Towle has written or edited publications about the Caribbean for over three decades, focusing primarily on island environments, NGO institutional development, environmental law and public policy, protected area planning, and historical resource development. She is the lead author of a 2010 CPN publication on Caribbean philanthropy law and provides continuing leadership for CPN’s ongoing philanthropy law initiative.
W. Aubrey Webson
Dr. Aubrey Webson, an Institutional Development Consultant for the Perkins School for the Blind since 1992, specializes in management and leadership training and policy formulation. Formerly Dr. Webson was with Sight Savers International and Helen Keller International, where he advised the HKI African and Caribbean development programs.
From 1981 – 1987 Dr. Webson was the Chief Executive of the Caribbean Council for the Blind, and has also served as Adjunct Professor or guest lectured at Wheelock College, East Nazarene College, Boston University, Boston College, University of South Africa, University of Vender and the Uganda College of Special Education.
Dr.

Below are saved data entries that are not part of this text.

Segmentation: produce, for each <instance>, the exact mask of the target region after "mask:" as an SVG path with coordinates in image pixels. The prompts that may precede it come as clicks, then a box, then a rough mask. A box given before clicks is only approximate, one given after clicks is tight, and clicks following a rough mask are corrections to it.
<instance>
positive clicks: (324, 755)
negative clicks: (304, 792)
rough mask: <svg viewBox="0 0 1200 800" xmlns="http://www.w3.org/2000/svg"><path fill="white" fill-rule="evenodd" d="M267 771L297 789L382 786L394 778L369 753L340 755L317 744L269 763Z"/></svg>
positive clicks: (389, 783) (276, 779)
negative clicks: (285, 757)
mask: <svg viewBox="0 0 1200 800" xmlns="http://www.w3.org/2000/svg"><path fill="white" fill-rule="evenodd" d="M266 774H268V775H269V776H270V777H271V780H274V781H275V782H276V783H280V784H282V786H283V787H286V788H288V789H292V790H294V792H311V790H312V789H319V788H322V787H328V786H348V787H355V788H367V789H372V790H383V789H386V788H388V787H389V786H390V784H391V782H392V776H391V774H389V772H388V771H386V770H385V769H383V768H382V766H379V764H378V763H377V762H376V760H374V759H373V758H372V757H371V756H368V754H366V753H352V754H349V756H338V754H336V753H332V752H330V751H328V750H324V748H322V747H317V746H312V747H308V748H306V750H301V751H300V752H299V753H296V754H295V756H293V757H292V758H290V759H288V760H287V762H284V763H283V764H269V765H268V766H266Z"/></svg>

Webson was a speaker at the United Nations General Assembly, presenting at the closing of the Decade of the Disabled (1991), and has been a featured speaker of the World Blind Union General Assembly in both 1996 and 2002. He has been credited with developing the Africa Forum (an all-Africa conference on services for the blind), authored NGOs and Ethics (2002) and NGO Corruption and Democracy (2001) and is a member of numerous organizations, such as the Affinity Group for Students of Non-Profit Organizations.
Dr. Webson received his Ph.D. in Management from Case Western Reserve University in Ohio, and from the New School of Research in New York he was awarded a Post-Graduate Certificate in Organizational Development and his B.S./M.S. in Management of Non-Profit Organizations. He also received training on constitutional and criminal law and business management, with an emphasis on Caribbean business economics and social work, from the University of the West Indies in Jamaica.